Le Tour d'Ecrou est une histoire de fantômes sur le thème du double qui inspire une grande part de l'oeuvre fictionnelle de James. Deux enfants orphelins, dont les parents sont morts aux Indes, sont confiés à une jeune gouvernante inexpérimentée, dans un château de roman, en Angleterre, avec un oncle tuteur à Londres, qui refuse tout contact avec eux. Flora et Miles sont sous l'influence de deux revenants, l'ancienne institutrice et un valet de chambre. La gouvernante, en essayant d'arracher Miles à leur emprise, le voit mourir entre ses mains.

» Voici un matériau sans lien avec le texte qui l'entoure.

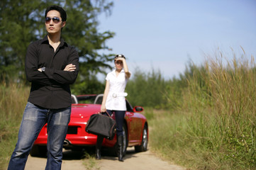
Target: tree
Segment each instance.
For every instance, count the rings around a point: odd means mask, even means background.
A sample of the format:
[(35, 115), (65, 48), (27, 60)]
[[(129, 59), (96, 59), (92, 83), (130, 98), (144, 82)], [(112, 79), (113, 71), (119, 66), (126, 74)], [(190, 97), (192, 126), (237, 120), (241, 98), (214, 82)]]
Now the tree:
[[(79, 55), (80, 72), (76, 84), (95, 78), (99, 72), (110, 68), (106, 63), (111, 55), (101, 54), (108, 49), (110, 31), (99, 33), (97, 16), (111, 15), (113, 3), (106, 0), (1, 0), (0, 1), (0, 79), (24, 81), (24, 62), (29, 43), (46, 35), (44, 26), (45, 8), (52, 4), (63, 7), (67, 20), (62, 36)], [(93, 75), (93, 76), (91, 76)]]

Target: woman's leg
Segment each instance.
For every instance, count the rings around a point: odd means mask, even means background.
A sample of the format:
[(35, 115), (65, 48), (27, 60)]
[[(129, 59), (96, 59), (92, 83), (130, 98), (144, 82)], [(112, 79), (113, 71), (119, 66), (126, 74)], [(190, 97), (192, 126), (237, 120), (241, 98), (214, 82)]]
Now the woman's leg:
[(115, 117), (116, 122), (116, 137), (118, 144), (118, 156), (120, 162), (123, 162), (123, 125), (126, 111), (115, 110)]

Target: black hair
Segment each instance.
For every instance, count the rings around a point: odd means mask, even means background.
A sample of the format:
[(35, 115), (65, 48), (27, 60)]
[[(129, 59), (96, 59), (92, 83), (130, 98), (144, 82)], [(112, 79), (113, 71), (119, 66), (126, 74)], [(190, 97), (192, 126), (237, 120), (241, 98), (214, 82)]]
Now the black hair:
[(60, 14), (60, 17), (62, 18), (62, 21), (66, 21), (67, 20), (67, 13), (66, 11), (60, 6), (50, 6), (48, 8), (46, 8), (45, 10), (45, 18), (46, 18), (47, 13), (52, 10), (56, 10), (57, 11), (58, 11)]

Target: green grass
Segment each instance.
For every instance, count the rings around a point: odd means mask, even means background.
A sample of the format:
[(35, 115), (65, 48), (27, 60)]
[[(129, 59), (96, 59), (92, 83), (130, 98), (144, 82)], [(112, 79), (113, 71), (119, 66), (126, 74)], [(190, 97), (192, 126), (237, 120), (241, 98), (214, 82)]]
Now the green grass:
[(256, 169), (255, 68), (209, 59), (188, 78), (183, 105), (150, 114), (152, 149), (190, 169)]
[[(237, 59), (234, 55), (233, 60), (223, 61), (223, 55), (218, 54), (220, 57), (207, 59), (201, 67), (190, 63), (179, 80), (165, 81), (159, 72), (146, 74), (145, 79), (143, 73), (135, 73), (128, 96), (134, 106), (145, 107), (150, 149), (165, 159), (189, 169), (256, 169), (254, 59), (248, 61), (243, 55)], [(0, 167), (4, 169), (17, 140), (28, 94), (28, 87), (0, 84)], [(88, 169), (100, 168), (89, 155), (84, 164)]]
[(0, 167), (3, 169), (14, 149), (28, 94), (28, 87), (17, 84), (0, 84)]

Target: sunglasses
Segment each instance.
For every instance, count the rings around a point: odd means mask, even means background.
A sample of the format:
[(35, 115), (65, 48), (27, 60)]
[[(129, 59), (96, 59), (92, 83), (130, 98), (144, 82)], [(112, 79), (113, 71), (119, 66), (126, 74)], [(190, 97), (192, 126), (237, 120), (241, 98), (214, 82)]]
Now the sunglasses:
[(123, 55), (117, 55), (115, 56), (115, 59), (118, 58), (118, 57), (122, 57), (122, 58), (126, 59), (126, 57), (124, 57)]
[(52, 20), (52, 22), (54, 23), (58, 23), (60, 21), (60, 19), (57, 17), (53, 17), (53, 18), (46, 17), (45, 20), (45, 23), (50, 23), (51, 20)]

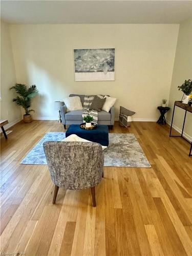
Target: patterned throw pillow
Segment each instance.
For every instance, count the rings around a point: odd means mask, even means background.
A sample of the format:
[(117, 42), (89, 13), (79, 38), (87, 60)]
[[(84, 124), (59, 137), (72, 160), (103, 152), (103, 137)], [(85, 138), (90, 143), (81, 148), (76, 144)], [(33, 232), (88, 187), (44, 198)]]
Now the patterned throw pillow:
[(91, 103), (90, 106), (90, 110), (96, 110), (100, 112), (101, 111), (102, 108), (105, 102), (106, 98), (101, 98), (100, 95), (96, 95)]

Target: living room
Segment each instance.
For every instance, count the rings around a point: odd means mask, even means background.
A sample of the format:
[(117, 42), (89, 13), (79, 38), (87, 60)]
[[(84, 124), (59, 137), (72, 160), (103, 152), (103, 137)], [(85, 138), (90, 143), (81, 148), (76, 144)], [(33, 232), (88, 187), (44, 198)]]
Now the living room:
[(1, 254), (191, 255), (192, 1), (1, 13)]

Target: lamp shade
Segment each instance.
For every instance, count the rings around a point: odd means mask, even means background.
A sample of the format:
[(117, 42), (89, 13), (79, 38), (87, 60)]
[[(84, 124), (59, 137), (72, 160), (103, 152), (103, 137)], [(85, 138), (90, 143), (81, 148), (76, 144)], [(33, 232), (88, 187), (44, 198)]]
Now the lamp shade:
[(54, 109), (55, 110), (60, 110), (61, 106), (64, 105), (63, 101), (55, 101), (54, 103)]

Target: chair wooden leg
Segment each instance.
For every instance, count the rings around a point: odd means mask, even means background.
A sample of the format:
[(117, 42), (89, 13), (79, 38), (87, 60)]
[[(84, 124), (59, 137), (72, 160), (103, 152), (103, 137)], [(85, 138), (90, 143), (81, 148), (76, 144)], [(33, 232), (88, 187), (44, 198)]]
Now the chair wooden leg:
[(91, 195), (92, 196), (93, 206), (93, 207), (95, 207), (95, 206), (96, 206), (96, 198), (95, 198), (95, 187), (91, 187)]
[(58, 190), (59, 189), (59, 187), (55, 185), (55, 190), (54, 191), (54, 195), (53, 195), (53, 204), (55, 203), (55, 200), (57, 196), (57, 193), (58, 193)]

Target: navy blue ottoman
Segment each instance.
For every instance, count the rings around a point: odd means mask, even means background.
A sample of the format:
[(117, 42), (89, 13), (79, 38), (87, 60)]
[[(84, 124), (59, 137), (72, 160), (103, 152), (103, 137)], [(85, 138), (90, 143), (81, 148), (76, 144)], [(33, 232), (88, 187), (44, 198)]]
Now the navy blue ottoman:
[(95, 129), (83, 130), (80, 128), (79, 124), (71, 124), (66, 132), (66, 138), (72, 134), (76, 134), (86, 140), (100, 143), (102, 146), (109, 145), (108, 125), (98, 124)]

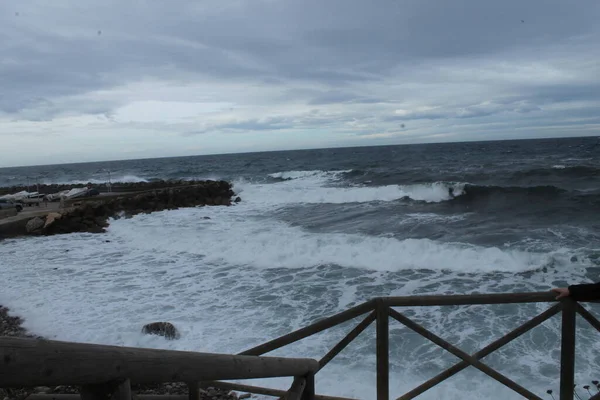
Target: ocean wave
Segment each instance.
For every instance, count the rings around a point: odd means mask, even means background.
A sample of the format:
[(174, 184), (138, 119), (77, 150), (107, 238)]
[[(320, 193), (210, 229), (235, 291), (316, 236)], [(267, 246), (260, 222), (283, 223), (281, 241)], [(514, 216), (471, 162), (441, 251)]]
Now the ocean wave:
[(265, 206), (285, 204), (342, 204), (412, 200), (436, 203), (464, 194), (465, 183), (433, 182), (415, 185), (326, 186), (323, 179), (251, 184), (238, 180), (234, 190), (245, 201)]
[[(280, 221), (248, 219), (243, 217), (243, 210), (237, 211), (239, 214), (226, 209), (211, 212), (215, 222), (208, 220), (201, 226), (194, 217), (197, 210), (178, 210), (114, 221), (109, 233), (137, 249), (132, 251), (143, 252), (151, 246), (164, 254), (200, 254), (204, 263), (256, 268), (308, 268), (331, 264), (391, 272), (481, 273), (524, 272), (556, 262), (569, 263), (569, 255), (558, 251), (538, 254), (430, 239), (398, 240), (361, 234), (313, 233)], [(164, 233), (171, 230), (176, 240), (165, 239)], [(180, 233), (175, 235), (175, 232)], [(200, 247), (199, 242), (202, 243)]]
[[(116, 175), (110, 178), (111, 183), (137, 183), (137, 182), (150, 182), (151, 179), (141, 178), (136, 175)], [(41, 183), (45, 185), (85, 185), (92, 183), (94, 185), (103, 185), (108, 183), (108, 176), (103, 178), (75, 178), (75, 179), (45, 179)]]
[(268, 176), (273, 179), (279, 179), (282, 181), (288, 181), (293, 179), (305, 179), (305, 178), (324, 178), (324, 179), (336, 179), (340, 175), (352, 172), (351, 169), (341, 171), (283, 171), (269, 174)]
[(600, 176), (600, 168), (588, 165), (555, 164), (550, 168), (533, 168), (517, 171), (512, 176), (514, 179), (535, 177), (593, 178)]

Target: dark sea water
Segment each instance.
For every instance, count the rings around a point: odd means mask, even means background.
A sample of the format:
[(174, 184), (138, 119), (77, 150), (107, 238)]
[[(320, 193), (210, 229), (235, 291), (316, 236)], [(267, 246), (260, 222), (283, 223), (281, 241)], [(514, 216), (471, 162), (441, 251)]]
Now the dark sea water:
[[(3, 279), (18, 282), (0, 303), (40, 334), (236, 352), (375, 296), (538, 291), (600, 280), (600, 138), (4, 168), (0, 186), (103, 185), (109, 170), (113, 182), (225, 179), (243, 201), (113, 221), (104, 235), (0, 243)], [(545, 307), (407, 314), (476, 351)], [(156, 318), (182, 327), (181, 341), (142, 337), (138, 325)], [(455, 362), (391, 326), (393, 395)], [(546, 389), (558, 389), (559, 327), (550, 320), (485, 361), (549, 398)], [(350, 328), (275, 354), (320, 358)], [(578, 381), (599, 379), (600, 341), (584, 323), (578, 335)], [(374, 398), (373, 339), (369, 328), (353, 354), (325, 368), (320, 391)], [(483, 396), (520, 398), (470, 369), (423, 398)]]

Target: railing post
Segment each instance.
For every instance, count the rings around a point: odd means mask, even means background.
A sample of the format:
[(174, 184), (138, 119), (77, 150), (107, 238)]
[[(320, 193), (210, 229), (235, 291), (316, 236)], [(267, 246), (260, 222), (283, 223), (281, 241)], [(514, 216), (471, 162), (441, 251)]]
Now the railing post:
[(306, 375), (306, 386), (302, 393), (302, 400), (315, 400), (315, 374), (310, 373)]
[(189, 400), (200, 400), (200, 383), (199, 382), (188, 382), (188, 399)]
[(377, 302), (377, 400), (390, 397), (389, 340), (388, 306), (380, 299)]
[(575, 385), (575, 302), (562, 300), (560, 343), (560, 400), (573, 400)]

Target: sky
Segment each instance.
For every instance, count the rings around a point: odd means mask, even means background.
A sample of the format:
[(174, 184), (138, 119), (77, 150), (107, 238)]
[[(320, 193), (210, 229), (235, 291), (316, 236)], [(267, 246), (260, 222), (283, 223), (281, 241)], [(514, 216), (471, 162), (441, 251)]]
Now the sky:
[(0, 167), (600, 135), (598, 0), (2, 0)]

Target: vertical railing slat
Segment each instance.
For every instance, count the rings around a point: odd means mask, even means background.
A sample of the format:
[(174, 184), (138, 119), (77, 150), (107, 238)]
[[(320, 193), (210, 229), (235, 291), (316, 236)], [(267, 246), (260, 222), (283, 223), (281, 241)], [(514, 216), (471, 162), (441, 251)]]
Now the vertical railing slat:
[(560, 343), (560, 400), (573, 400), (575, 385), (575, 302), (562, 300), (562, 328)]
[(377, 303), (377, 400), (390, 398), (390, 338), (388, 307)]

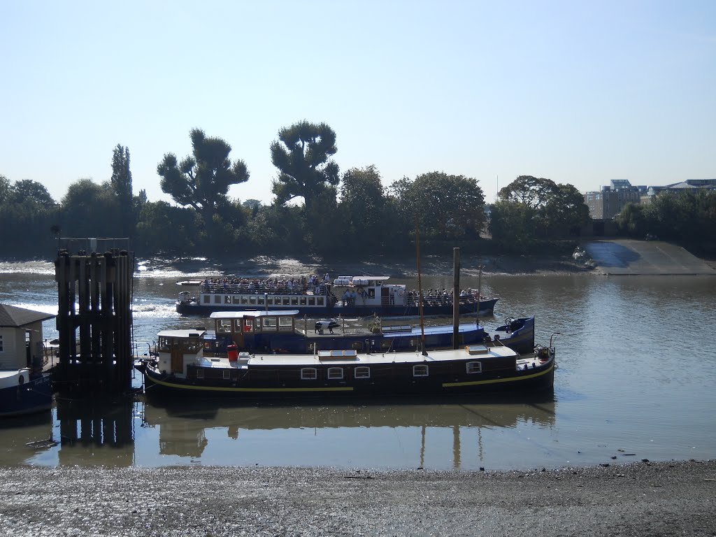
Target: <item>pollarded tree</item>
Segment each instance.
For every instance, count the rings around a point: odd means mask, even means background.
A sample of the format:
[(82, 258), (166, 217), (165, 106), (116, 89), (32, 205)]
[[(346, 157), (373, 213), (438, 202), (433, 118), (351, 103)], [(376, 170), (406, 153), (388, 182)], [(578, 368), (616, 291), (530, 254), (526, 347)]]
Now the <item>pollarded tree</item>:
[(193, 207), (211, 233), (214, 213), (229, 187), (248, 180), (248, 170), (243, 160), (231, 163), (231, 146), (221, 138), (207, 137), (200, 129), (193, 129), (189, 136), (192, 155), (178, 163), (173, 153), (167, 153), (157, 173), (162, 191), (180, 205)]
[(555, 182), (551, 179), (520, 175), (507, 186), (500, 188), (498, 195), (500, 200), (524, 203), (528, 207), (538, 209), (547, 203), (556, 187)]
[(478, 238), (485, 224), (485, 197), (478, 181), (444, 172), (406, 178), (391, 185), (405, 218), (420, 215), (427, 237)]
[(338, 184), (338, 165), (329, 160), (337, 150), (336, 133), (326, 123), (301, 121), (279, 130), (271, 145), (271, 160), (279, 171), (271, 186), (276, 203), (303, 198), (306, 213), (314, 213), (317, 199), (325, 199), (324, 190)]

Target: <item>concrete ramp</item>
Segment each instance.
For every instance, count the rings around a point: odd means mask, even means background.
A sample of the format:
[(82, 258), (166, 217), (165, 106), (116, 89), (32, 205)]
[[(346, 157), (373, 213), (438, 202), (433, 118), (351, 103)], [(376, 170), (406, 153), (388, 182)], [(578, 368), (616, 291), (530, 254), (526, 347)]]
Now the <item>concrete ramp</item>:
[(608, 275), (716, 275), (707, 263), (681, 246), (661, 241), (630, 239), (592, 241), (584, 249)]

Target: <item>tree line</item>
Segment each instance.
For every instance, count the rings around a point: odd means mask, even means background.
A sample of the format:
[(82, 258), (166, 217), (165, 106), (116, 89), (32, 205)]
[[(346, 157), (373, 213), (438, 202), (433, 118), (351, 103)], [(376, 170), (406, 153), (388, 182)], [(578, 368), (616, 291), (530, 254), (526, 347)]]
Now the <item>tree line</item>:
[[(231, 146), (221, 138), (200, 129), (189, 135), (191, 154), (180, 160), (167, 153), (157, 165), (161, 189), (173, 204), (133, 192), (130, 150), (121, 145), (113, 149), (109, 180), (79, 179), (59, 201), (39, 183), (0, 175), (4, 256), (51, 258), (60, 237), (126, 237), (142, 257), (356, 259), (412, 255), (416, 231), (435, 252), (460, 246), (528, 253), (546, 245), (574, 248), (589, 221), (574, 186), (546, 178), (521, 175), (487, 204), (478, 181), (465, 175), (427, 172), (384, 187), (374, 165), (341, 173), (333, 160), (336, 133), (307, 121), (281, 129), (271, 144), (272, 202), (242, 201), (228, 190), (250, 180), (243, 160), (232, 160)], [(644, 213), (640, 226), (648, 227), (650, 214)]]

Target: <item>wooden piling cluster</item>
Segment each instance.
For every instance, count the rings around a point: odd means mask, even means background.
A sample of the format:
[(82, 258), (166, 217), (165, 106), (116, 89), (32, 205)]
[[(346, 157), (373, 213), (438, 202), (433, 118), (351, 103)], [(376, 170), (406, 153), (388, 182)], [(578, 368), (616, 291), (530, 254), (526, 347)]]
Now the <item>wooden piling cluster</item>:
[(58, 251), (57, 391), (120, 393), (131, 388), (133, 273), (134, 254), (125, 250)]

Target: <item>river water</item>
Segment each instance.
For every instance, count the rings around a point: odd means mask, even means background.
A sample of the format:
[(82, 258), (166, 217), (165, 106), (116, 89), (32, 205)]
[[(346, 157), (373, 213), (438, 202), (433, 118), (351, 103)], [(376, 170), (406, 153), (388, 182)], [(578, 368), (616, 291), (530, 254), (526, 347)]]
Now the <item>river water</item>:
[[(451, 263), (425, 266), (432, 275), (423, 267), (424, 289), (452, 287)], [(410, 267), (327, 268), (333, 277), (398, 274), (393, 279), (417, 287)], [(201, 259), (140, 262), (135, 339), (141, 349), (162, 329), (211, 326), (175, 311), (179, 280), (327, 268), (293, 260), (258, 268)], [(0, 302), (56, 313), (54, 275), (52, 263), (0, 263)], [(495, 316), (480, 319), (487, 326), (534, 315), (538, 342), (560, 333), (553, 395), (261, 405), (163, 405), (141, 396), (101, 405), (58, 400), (52, 412), (0, 423), (0, 464), (508, 470), (716, 457), (716, 278), (490, 274), (478, 280), (463, 263), (460, 286), (478, 283), (483, 294), (500, 297)], [(52, 321), (44, 331), (48, 339), (57, 335)], [(141, 385), (141, 378), (135, 382)]]

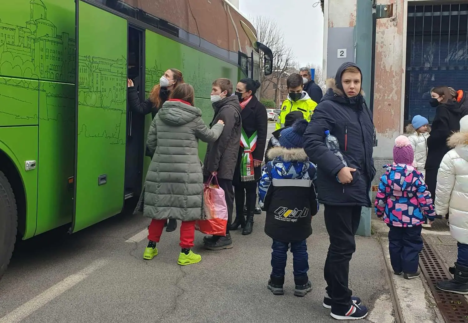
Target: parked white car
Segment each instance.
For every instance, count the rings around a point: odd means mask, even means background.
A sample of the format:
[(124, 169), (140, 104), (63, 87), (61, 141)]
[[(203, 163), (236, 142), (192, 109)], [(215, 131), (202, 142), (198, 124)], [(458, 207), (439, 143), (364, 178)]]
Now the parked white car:
[(278, 114), (275, 112), (275, 110), (272, 109), (266, 110), (266, 115), (268, 117), (268, 120), (271, 121), (278, 121)]

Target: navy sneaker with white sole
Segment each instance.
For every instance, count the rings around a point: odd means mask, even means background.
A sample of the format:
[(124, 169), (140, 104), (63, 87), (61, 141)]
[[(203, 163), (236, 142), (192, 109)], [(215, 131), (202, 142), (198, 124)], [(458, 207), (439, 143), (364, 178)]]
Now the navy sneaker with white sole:
[(360, 320), (364, 318), (368, 314), (367, 308), (364, 305), (357, 305), (354, 303), (346, 313), (333, 313), (332, 310), (330, 315), (336, 320), (344, 321), (345, 320)]
[[(361, 299), (359, 297), (357, 297), (356, 296), (351, 296), (351, 300), (352, 301), (352, 302), (356, 304), (358, 306), (360, 305), (362, 303), (361, 301)], [(325, 297), (323, 297), (323, 304), (322, 304), (325, 308), (328, 308), (329, 309), (331, 309), (331, 299), (328, 295), (328, 294), (325, 294)]]

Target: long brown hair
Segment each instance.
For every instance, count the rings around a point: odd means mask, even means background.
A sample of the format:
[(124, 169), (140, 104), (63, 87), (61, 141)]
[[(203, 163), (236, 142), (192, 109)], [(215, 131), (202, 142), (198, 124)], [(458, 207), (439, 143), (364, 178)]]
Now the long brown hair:
[[(175, 68), (169, 68), (172, 74), (174, 75), (174, 79), (176, 80), (176, 84), (174, 84), (174, 88), (172, 91), (176, 89), (176, 88), (180, 84), (183, 84), (185, 81), (183, 81), (183, 76), (182, 76), (182, 72)], [(159, 95), (160, 90), (161, 89), (161, 86), (156, 84), (153, 87), (151, 90), (151, 93), (149, 95), (150, 101), (153, 103), (154, 107), (159, 108), (161, 105), (161, 97)]]
[(450, 89), (448, 88), (448, 87), (436, 87), (431, 92), (437, 93), (440, 96), (444, 95), (444, 99), (440, 101), (441, 103), (446, 103), (449, 101), (453, 101), (453, 95), (450, 93)]
[(182, 100), (193, 105), (195, 92), (193, 90), (193, 87), (188, 83), (184, 83), (178, 85), (172, 90), (169, 98)]

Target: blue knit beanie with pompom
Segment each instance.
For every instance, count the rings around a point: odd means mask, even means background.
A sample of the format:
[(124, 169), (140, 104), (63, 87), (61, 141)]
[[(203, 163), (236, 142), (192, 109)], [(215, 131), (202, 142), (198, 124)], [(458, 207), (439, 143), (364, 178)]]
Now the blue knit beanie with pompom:
[(303, 148), (304, 133), (308, 124), (303, 119), (297, 120), (292, 127), (286, 128), (279, 134), (279, 144), (285, 148)]

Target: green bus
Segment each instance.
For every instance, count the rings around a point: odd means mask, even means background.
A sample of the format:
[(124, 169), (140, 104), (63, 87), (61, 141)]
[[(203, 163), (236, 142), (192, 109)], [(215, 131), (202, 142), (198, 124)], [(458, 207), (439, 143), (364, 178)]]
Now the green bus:
[(142, 100), (180, 69), (208, 123), (213, 80), (259, 80), (261, 57), (271, 73), (271, 51), (227, 0), (161, 2), (2, 1), (0, 277), (17, 236), (73, 233), (134, 205), (151, 117), (128, 110), (127, 78)]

L'histoire noyau commence après un long prologue, nettement détaché, hors chapitres, qui met en scène, de façon presque théâtrale, ce qui sera le récit du Tour d'Ecrou . Le décor, le coin du feu, dans une vieille maison, la nuit de Noël.300 Une première histoire a été racontée, donnée comme le seul cas où une épreuve pareille eût été subie par un enfant. La surenchère fait naître une seconde histoire, un peu à la façon dont on double la mise. Dans la première histoire, il s'agissait d'une apparition dans une vieille maison, comme celle de la veillée, apparition d'une horrible espèce, à un petit garçon qui dormait dans la chambre de sa mère. L'appareil de la "duplication" est déjà en place, puisque la mère se trouve elle aussi en présence de la même vision, et avec la même épouvante. C'est deux jours plus tard, que Douglas donne un tour d'écrou supplémentaire à l'émotion en racontant l'histoire de deux enfants. ‘"If the child gives the effect another turn of the screw, what do you say to two children - ?"’ ‘"We say, of course,"(...)"that they give two turns!"’ 301 Le soir du Massacre des Saints Innocents, Douglas lit à un cercle d'auditeurs, le manuscrit de la gouvernante.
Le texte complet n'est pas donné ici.